In the case of demand planning, tampering occurs when we simply think they are smarter than a well crafted statistical forecast. A statistical forecast uses past history and gives more emphasis to recent performance to better capture trends. People from any and every function think they are smarter than all this history and the mathematical manipulation thereof. We can always rationalize and even fabricate reasons why we will sell more or less… usually more. There are stories in almost every business sector about statistical forecasts being overlaid by the so called hockey stick where future sales will suddenly spike in the next few months or quarters.
Management will often disparage the planning team for poor forecasts. They will challenge the team to improve forecasting accuracy but not giving them any help in reducing the variation, the common cause variation, responsible for forecast accuracy being so low. To improve on a system with only common cause variation requires structural change. In the realm of demand planning, the structural change is usually associated with rigorous SKU management.
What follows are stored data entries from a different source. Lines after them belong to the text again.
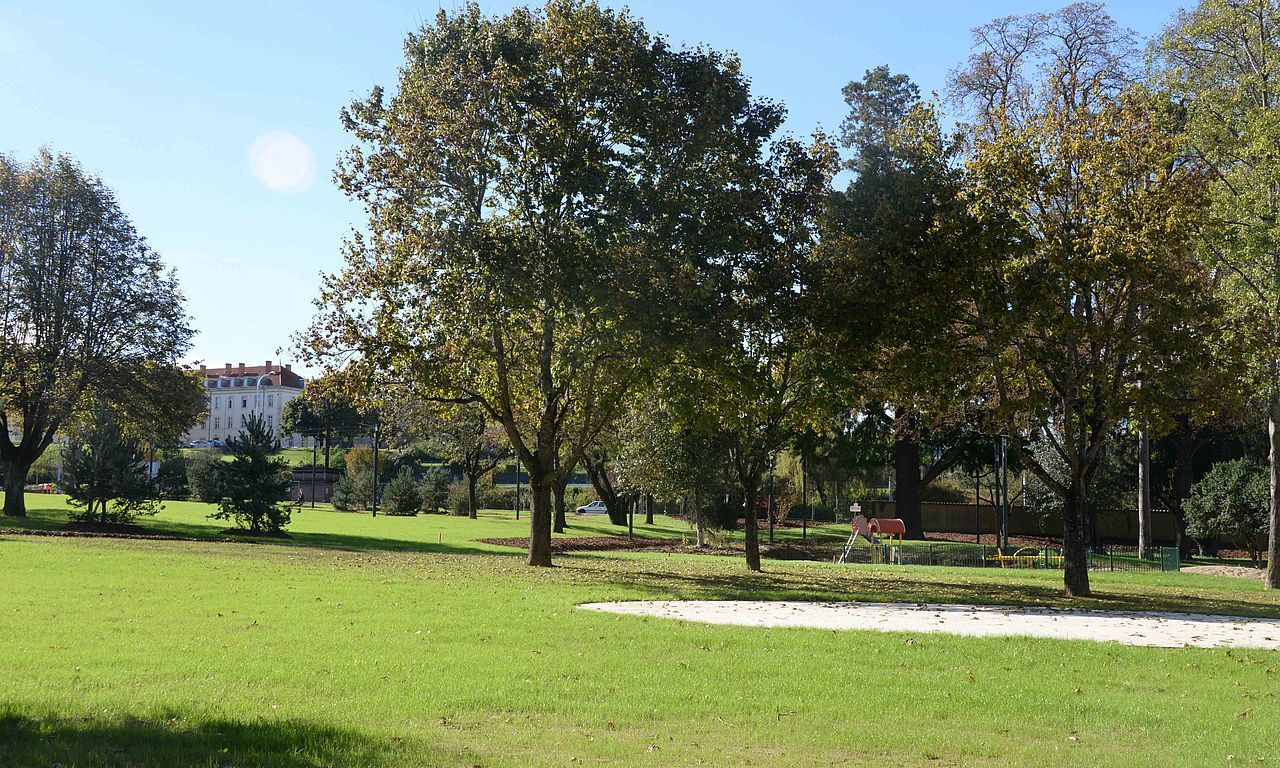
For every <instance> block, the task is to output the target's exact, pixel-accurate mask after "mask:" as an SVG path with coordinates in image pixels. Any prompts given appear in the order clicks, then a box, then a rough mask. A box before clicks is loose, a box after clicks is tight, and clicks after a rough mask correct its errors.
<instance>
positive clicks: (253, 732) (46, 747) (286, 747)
mask: <svg viewBox="0 0 1280 768" xmlns="http://www.w3.org/2000/svg"><path fill="white" fill-rule="evenodd" d="M407 749H411V750H412V751H411V754H406V751H407ZM407 762H408V763H421V764H429V765H472V764H476V763H477V762H479V760H475V759H471V756H470V755H463V754H451V753H445V751H443V750H440V749H438V748H433V746H430V745H426V744H422V742H421V741H420V740H419V741H415V742H412V745H411V748H408V746H406V742H403V741H398V740H387V739H372V737H370V736H366V735H364V733H360V732H357V731H351V730H342V728H333V727H329V726H321V724H316V723H310V722H303V721H264V722H253V723H250V722H238V721H228V719H212V721H186V719H182V718H165V719H160V721H147V719H120V721H116V719H113V721H99V719H92V718H33V717H28V716H23V714H18V713H13V712H8V713H6V712H0V765H148V767H154V768H179V767H180V768H187V767H189V765H264V767H265V765H270V767H273V768H310V767H312V765H369V767H380V765H401V764H404V763H407Z"/></svg>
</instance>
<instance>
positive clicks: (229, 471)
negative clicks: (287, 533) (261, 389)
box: [210, 413, 291, 534]
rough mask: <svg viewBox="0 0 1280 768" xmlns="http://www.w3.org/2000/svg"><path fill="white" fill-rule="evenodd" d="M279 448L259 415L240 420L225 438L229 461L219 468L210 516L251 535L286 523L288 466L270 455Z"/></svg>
mask: <svg viewBox="0 0 1280 768" xmlns="http://www.w3.org/2000/svg"><path fill="white" fill-rule="evenodd" d="M279 449H280V443H279V440H276V439H275V436H274V434H273V430H271V428H269V426H268V425H266V421H265V420H264V419H262V417H261V416H259V415H256V413H255V415H252V416H248V417H246V419H244V420H243V426H242V429H241V431H239V434H238V435H236V436H234V438H232V439H229V440H227V453H229V454H230V457H232V460H230V461H229V462H224V463H223V466H221V468H220V470H219V475H220V476H221V502H220V503H219V509H218V512H214V513H212V515H211V516H210V517H214V518H216V520H233V521H234V522H236V526H237V527H239V529H243V530H247V531H248V532H251V534H275V532H279V531H280V530H282V529H283V527H284V526H285V525H288V524H289V504H288V500H289V486H291V477H289V465H288V463H287V462H285V461H284V460H283V458H279V457H274V456H271V454H273V453H275V452H278V451H279Z"/></svg>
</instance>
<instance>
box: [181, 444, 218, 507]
mask: <svg viewBox="0 0 1280 768" xmlns="http://www.w3.org/2000/svg"><path fill="white" fill-rule="evenodd" d="M221 466H223V461H221V457H220V456H219V454H218V452H216V451H200V452H197V453H192V454H191V458H188V460H187V488H188V489H189V493H191V498H193V499H196V500H197V502H205V503H206V504H216V503H218V502H220V500H221V498H223V486H221V472H220V470H221Z"/></svg>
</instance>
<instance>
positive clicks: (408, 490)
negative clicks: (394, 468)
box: [383, 467, 422, 517]
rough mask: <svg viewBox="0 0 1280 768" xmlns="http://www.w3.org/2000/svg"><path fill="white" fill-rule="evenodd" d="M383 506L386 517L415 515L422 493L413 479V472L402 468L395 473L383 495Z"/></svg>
mask: <svg viewBox="0 0 1280 768" xmlns="http://www.w3.org/2000/svg"><path fill="white" fill-rule="evenodd" d="M383 504H384V507H385V509H384V511H385V512H387V515H402V516H406V517H410V516H413V515H417V511H419V508H420V507H421V506H422V492H421V490H420V489H419V484H417V480H415V479H413V472H412V471H410V468H408V467H403V468H401V471H398V472H396V476H394V477H392V481H390V483H388V484H387V490H385V492H384V493H383Z"/></svg>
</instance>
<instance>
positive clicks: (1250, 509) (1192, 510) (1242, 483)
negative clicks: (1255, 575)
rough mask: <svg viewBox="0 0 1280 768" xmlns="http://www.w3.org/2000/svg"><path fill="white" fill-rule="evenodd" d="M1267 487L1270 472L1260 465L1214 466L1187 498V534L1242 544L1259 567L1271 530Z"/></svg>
mask: <svg viewBox="0 0 1280 768" xmlns="http://www.w3.org/2000/svg"><path fill="white" fill-rule="evenodd" d="M1270 484H1271V476H1270V470H1268V468H1267V466H1266V465H1265V463H1262V462H1260V461H1254V460H1252V458H1238V460H1234V461H1224V462H1219V463H1216V465H1213V466H1212V467H1210V470H1208V472H1206V474H1204V477H1202V479H1201V481H1199V483H1197V484H1196V485H1193V486H1192V493H1190V495H1188V497H1187V503H1185V504H1184V507H1185V509H1187V534H1188V535H1189V536H1192V538H1193V539H1197V540H1199V541H1203V540H1206V539H1213V538H1221V539H1228V540H1230V541H1236V543H1239V544H1243V545H1244V547H1247V548H1248V550H1249V557H1251V558H1252V559H1253V564H1254V566H1257V564H1260V562H1261V557H1260V554H1261V552H1262V549H1263V547H1266V539H1267V534H1268V532H1270V530H1271V518H1270V493H1271V488H1270Z"/></svg>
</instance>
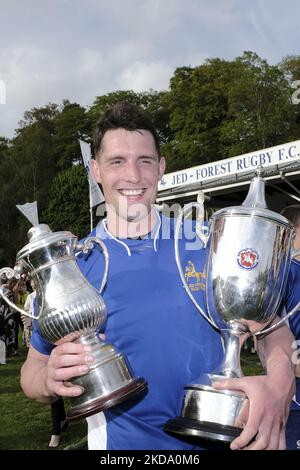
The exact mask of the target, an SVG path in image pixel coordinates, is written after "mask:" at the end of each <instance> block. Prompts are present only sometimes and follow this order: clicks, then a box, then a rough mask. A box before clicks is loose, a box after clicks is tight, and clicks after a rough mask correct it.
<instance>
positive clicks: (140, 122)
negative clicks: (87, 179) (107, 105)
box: [94, 101, 160, 158]
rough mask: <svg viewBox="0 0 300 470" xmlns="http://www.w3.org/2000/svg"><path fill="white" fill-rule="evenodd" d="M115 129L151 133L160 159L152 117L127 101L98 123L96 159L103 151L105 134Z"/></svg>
mask: <svg viewBox="0 0 300 470" xmlns="http://www.w3.org/2000/svg"><path fill="white" fill-rule="evenodd" d="M113 129H126V130H127V131H136V130H139V129H141V130H146V131H149V132H151V134H152V135H153V139H154V142H155V148H156V150H157V153H158V157H159V158H160V142H159V136H158V133H157V131H156V129H155V126H154V124H153V122H152V120H151V117H150V116H149V114H147V113H146V111H144V110H143V109H142V108H140V107H138V106H136V105H134V104H132V103H128V102H127V101H121V102H120V103H117V104H115V105H114V106H112V107H111V108H109V109H108V110H107V111H105V113H104V114H103V115H102V116H101V118H100V120H99V121H98V122H97V124H96V128H95V132H94V152H95V158H96V157H97V155H98V153H99V152H100V150H101V144H102V140H103V137H104V134H105V132H107V131H109V130H113Z"/></svg>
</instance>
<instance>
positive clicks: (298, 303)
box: [253, 302, 300, 336]
mask: <svg viewBox="0 0 300 470" xmlns="http://www.w3.org/2000/svg"><path fill="white" fill-rule="evenodd" d="M298 310H300V302H298V303H297V305H296V306H295V307H294V308H293V309H292V310H291V311H290V312H289V313H287V314H286V315H285V316H284V317H282V318H281V319H280V320H279V321H278V322H277V323H275V325H272V326H269V328H266V329H262V330H261V331H258V332H257V333H253V335H254V336H258V335H262V334H266V333H269V332H270V331H273V330H275V328H277V327H278V326H279V325H281V324H282V323H284V322H285V321H286V320H287V319H288V318H290V317H291V316H292V315H294V314H295V313H296V312H297V311H298Z"/></svg>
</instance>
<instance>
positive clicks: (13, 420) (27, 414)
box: [0, 348, 262, 450]
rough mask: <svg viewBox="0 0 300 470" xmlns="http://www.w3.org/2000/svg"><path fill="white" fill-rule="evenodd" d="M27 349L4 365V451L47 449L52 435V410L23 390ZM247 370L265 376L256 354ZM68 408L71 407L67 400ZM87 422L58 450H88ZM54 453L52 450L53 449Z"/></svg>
mask: <svg viewBox="0 0 300 470" xmlns="http://www.w3.org/2000/svg"><path fill="white" fill-rule="evenodd" d="M26 354H27V350H26V349H25V348H21V349H20V355H19V356H17V357H9V358H8V359H7V364H6V365H0V412H1V417H0V423H1V425H0V449H1V450H4V449H6V450H23V449H27V450H46V449H48V442H49V439H50V434H51V415H50V407H49V406H45V405H41V404H39V403H36V402H33V401H31V400H29V399H27V398H26V397H25V395H24V393H23V392H22V391H21V388H20V383H19V380H20V368H21V366H22V364H23V362H24V360H25V357H26ZM242 366H243V371H244V373H245V374H247V375H255V374H261V373H262V370H261V367H260V364H259V362H258V359H257V356H256V355H251V354H249V353H245V352H244V353H243V354H242ZM65 403H66V409H68V407H69V406H70V405H69V403H68V401H67V400H66V402H65ZM86 429H87V426H86V421H85V420H81V421H77V422H73V423H70V424H69V426H68V427H67V428H66V430H65V431H64V432H63V433H62V436H61V443H60V446H59V447H58V448H57V449H60V450H62V449H66V448H67V449H84V448H86ZM49 450H51V449H49Z"/></svg>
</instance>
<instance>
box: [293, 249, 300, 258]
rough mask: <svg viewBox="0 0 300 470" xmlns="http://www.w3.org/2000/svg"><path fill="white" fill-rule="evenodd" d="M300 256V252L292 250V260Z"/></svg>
mask: <svg viewBox="0 0 300 470" xmlns="http://www.w3.org/2000/svg"><path fill="white" fill-rule="evenodd" d="M298 255H300V250H299V249H298V250H292V258H295V257H296V256H298Z"/></svg>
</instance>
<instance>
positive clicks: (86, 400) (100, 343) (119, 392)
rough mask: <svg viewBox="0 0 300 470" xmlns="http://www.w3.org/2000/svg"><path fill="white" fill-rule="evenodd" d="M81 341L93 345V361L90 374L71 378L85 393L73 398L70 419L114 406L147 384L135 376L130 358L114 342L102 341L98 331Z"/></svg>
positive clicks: (72, 399) (92, 353)
mask: <svg viewBox="0 0 300 470" xmlns="http://www.w3.org/2000/svg"><path fill="white" fill-rule="evenodd" d="M80 342H82V343H83V344H89V345H90V346H91V350H92V355H93V358H94V364H93V365H92V366H91V367H90V370H89V372H88V373H87V374H85V375H82V376H80V377H76V378H74V379H72V384H74V385H78V386H80V387H82V388H83V389H84V393H83V394H82V395H79V396H78V397H72V398H71V403H72V408H71V409H70V411H69V412H68V413H67V420H68V421H74V420H77V419H81V418H86V417H87V416H91V415H93V414H95V413H98V412H99V411H103V410H106V409H108V408H111V407H112V406H115V405H118V404H120V403H121V402H123V401H125V400H128V399H129V398H131V397H132V396H133V395H135V394H137V393H139V392H141V391H142V390H145V389H146V388H147V382H146V381H145V380H144V379H143V378H141V377H134V376H133V373H132V371H131V368H130V366H129V364H128V362H127V359H126V358H125V356H124V355H123V354H121V353H120V352H118V351H117V350H116V349H115V347H114V346H113V345H112V344H110V343H103V342H102V341H101V340H99V339H98V338H97V336H96V335H95V334H91V335H88V336H85V337H81V338H80Z"/></svg>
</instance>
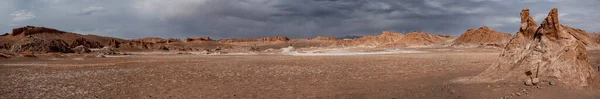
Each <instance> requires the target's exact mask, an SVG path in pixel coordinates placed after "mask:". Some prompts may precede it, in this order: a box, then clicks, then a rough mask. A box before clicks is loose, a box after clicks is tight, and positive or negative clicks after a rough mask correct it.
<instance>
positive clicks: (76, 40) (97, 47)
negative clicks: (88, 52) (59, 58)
mask: <svg viewBox="0 0 600 99" xmlns="http://www.w3.org/2000/svg"><path fill="white" fill-rule="evenodd" d="M79 45H83V46H85V47H86V48H102V47H104V45H102V44H101V43H100V42H95V41H88V40H87V39H85V38H78V39H75V40H73V41H72V42H71V48H75V47H77V46H79Z"/></svg>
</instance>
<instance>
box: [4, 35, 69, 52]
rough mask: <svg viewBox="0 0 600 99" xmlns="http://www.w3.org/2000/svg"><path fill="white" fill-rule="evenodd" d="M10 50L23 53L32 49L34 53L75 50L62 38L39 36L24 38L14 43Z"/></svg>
mask: <svg viewBox="0 0 600 99" xmlns="http://www.w3.org/2000/svg"><path fill="white" fill-rule="evenodd" d="M10 51H11V52H13V53H22V52H24V51H31V52H34V53H48V52H61V53H72V52H73V50H71V48H70V47H69V44H68V43H67V42H65V41H63V40H61V39H42V38H37V37H32V38H28V39H22V40H21V41H20V42H18V43H16V44H15V45H13V46H12V47H11V49H10Z"/></svg>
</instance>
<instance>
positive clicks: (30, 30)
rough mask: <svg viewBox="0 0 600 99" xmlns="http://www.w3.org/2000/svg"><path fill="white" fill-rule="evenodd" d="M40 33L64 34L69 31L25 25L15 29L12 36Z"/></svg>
mask: <svg viewBox="0 0 600 99" xmlns="http://www.w3.org/2000/svg"><path fill="white" fill-rule="evenodd" d="M39 33H54V34H62V33H67V32H64V31H60V30H56V29H52V28H46V27H35V26H25V27H21V28H15V29H13V31H12V36H17V35H20V34H24V35H32V34H39Z"/></svg>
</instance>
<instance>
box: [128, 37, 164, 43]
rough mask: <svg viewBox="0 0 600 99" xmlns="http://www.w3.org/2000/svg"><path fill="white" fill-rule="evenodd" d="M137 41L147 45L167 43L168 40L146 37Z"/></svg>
mask: <svg viewBox="0 0 600 99" xmlns="http://www.w3.org/2000/svg"><path fill="white" fill-rule="evenodd" d="M136 41H141V42H146V43H167V40H165V39H163V38H159V37H145V38H140V39H137V40H136Z"/></svg>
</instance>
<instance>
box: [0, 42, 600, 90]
mask: <svg viewBox="0 0 600 99" xmlns="http://www.w3.org/2000/svg"><path fill="white" fill-rule="evenodd" d="M589 54H590V60H591V63H592V65H593V66H597V65H598V64H599V63H598V61H597V60H598V57H599V56H600V53H598V52H591V53H589ZM497 55H498V53H497V52H477V53H464V52H451V53H419V54H392V55H360V56H282V55H254V56H199V55H141V56H133V57H116V58H86V59H84V60H45V59H23V58H16V59H3V60H0V64H1V66H0V79H1V80H0V87H2V89H1V90H0V98H203V99H214V98H336V99H339V98H342V99H346V98H359V99H360V98H384V99H385V98H388V99H392V98H396V99H398V98H400V99H415V98H445V99H448V98H450V99H451V98H459V99H460V98H467V99H472V98H475V99H481V98H492V99H498V98H501V97H503V96H511V95H510V94H511V93H515V92H518V91H519V90H520V89H521V88H523V89H527V90H528V94H523V95H522V96H511V98H513V97H516V98H543V99H548V98H596V99H597V98H600V92H599V91H597V90H571V89H568V88H563V87H560V86H549V85H547V86H543V88H541V89H540V88H533V87H527V86H524V85H522V84H516V83H493V84H456V83H451V82H450V80H452V79H455V78H458V77H464V76H473V75H477V74H478V73H480V72H481V71H483V70H484V69H485V68H487V67H488V66H489V65H491V64H492V63H493V62H494V61H495V60H496V58H497Z"/></svg>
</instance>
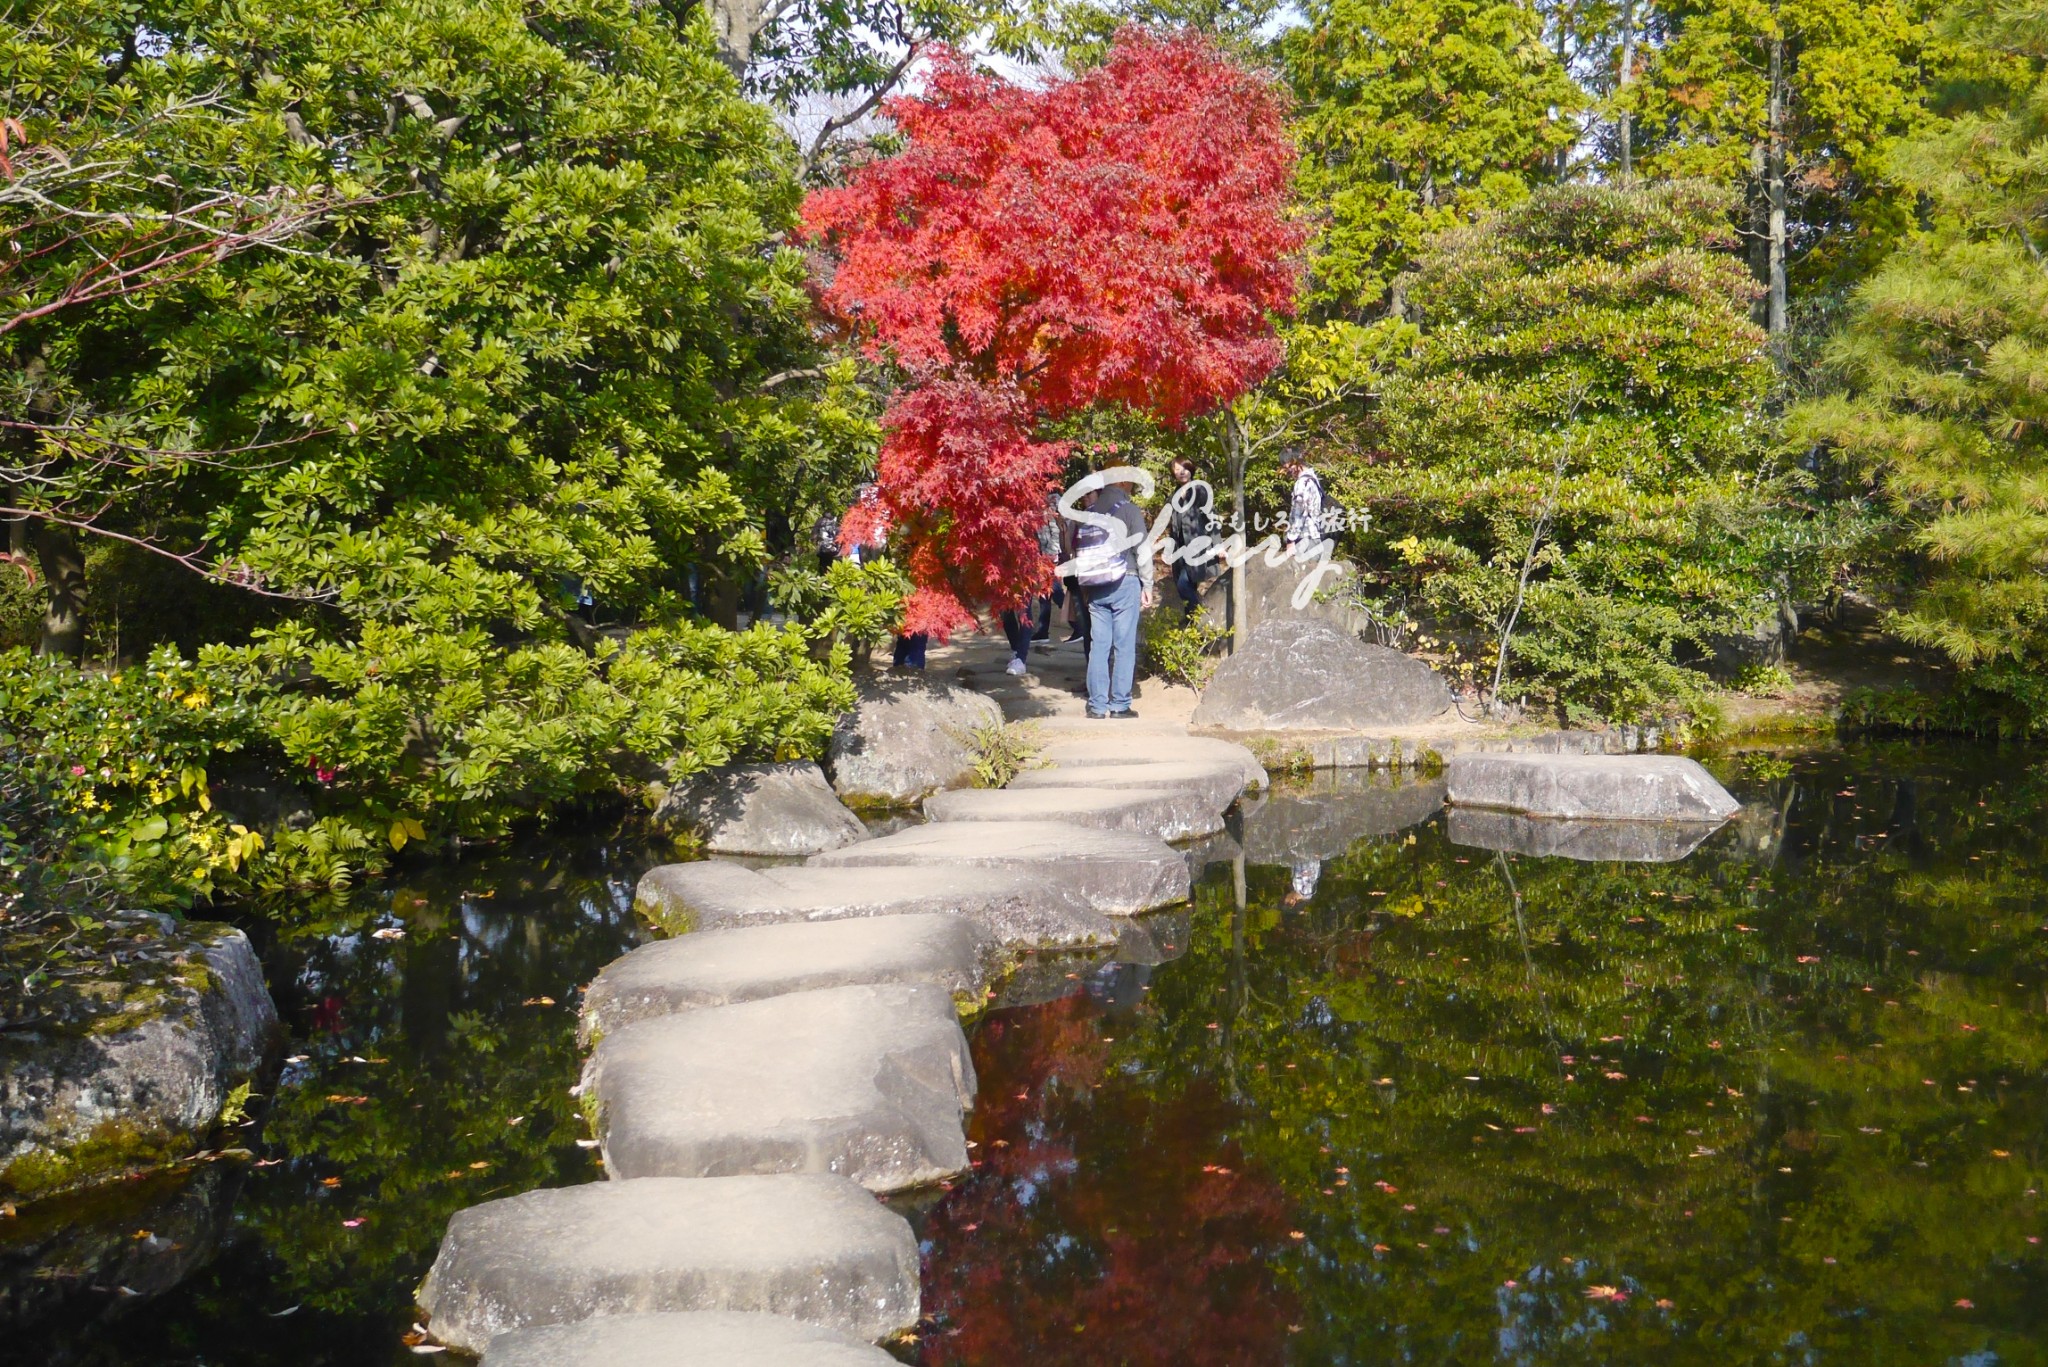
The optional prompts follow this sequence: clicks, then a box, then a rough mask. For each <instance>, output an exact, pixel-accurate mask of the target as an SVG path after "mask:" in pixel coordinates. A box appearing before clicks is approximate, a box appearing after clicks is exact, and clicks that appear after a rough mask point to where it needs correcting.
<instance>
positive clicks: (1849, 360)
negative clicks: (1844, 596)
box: [1792, 4, 2048, 730]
When it comes to inventory management there are several common cause factors that may lead to what management deems as excessive inventory. There are three such factors. Lead time has become the largest factor in inventory sizing. With so many products or components of product being imported from Asia, the physics of inventory sizing demand at least inventory plus some safety stock. If the lead time is eight weeks, there must be at least eight weeks of inventory in the system. Forcing something less is ill advised from a service standpoint and is tampering. The second factor is sales fluctuations. Sales fluctuations or variation influences the size of the safety stock. If the business experiences high degrees of month and quarter end peaking, these peaks have to be reflected in the inventory sizing. Forcing inventory to be less than that dictated by lead times and sales variations is tampering and will result in out of stocks.
A well executed and managed Sales and Operations Planning (S&OP) can help in a few key ways.
- Good data management: Lead times and sales histories are clean and up to date. This will improve inventory balance and allow the team to optimize to the common cause sources of variation.
- If there is a need to further reduce inventory, the cross functional nature of S&OP will have Sales, Marketing, Finance, and the Supply Chain all being aware of what could be done to make reductions:
- Reducing Lead times
- Dampening Sales Variations: this includes both
– Month End Peaking
– Variation due to SKU proliferation
These last two are harder things to solve. Variation due to SKU proliferation can be mitigated with a sound and effective portfolio management process which is usually implemented in tandem or as a result of S&OP. Dampening month and quarter end peaking is a much harder issue to address. Customers have been trained or trained us to believe that they will delay purchases until there is such pressure for us to make sales numbers that we offer discounts and incentives that customers cannot ignore.
What are your experiences in tampering in Demand and Inventory Planning and Management?
Have you had success reducing month and quarter end peaking? If so, what did you do?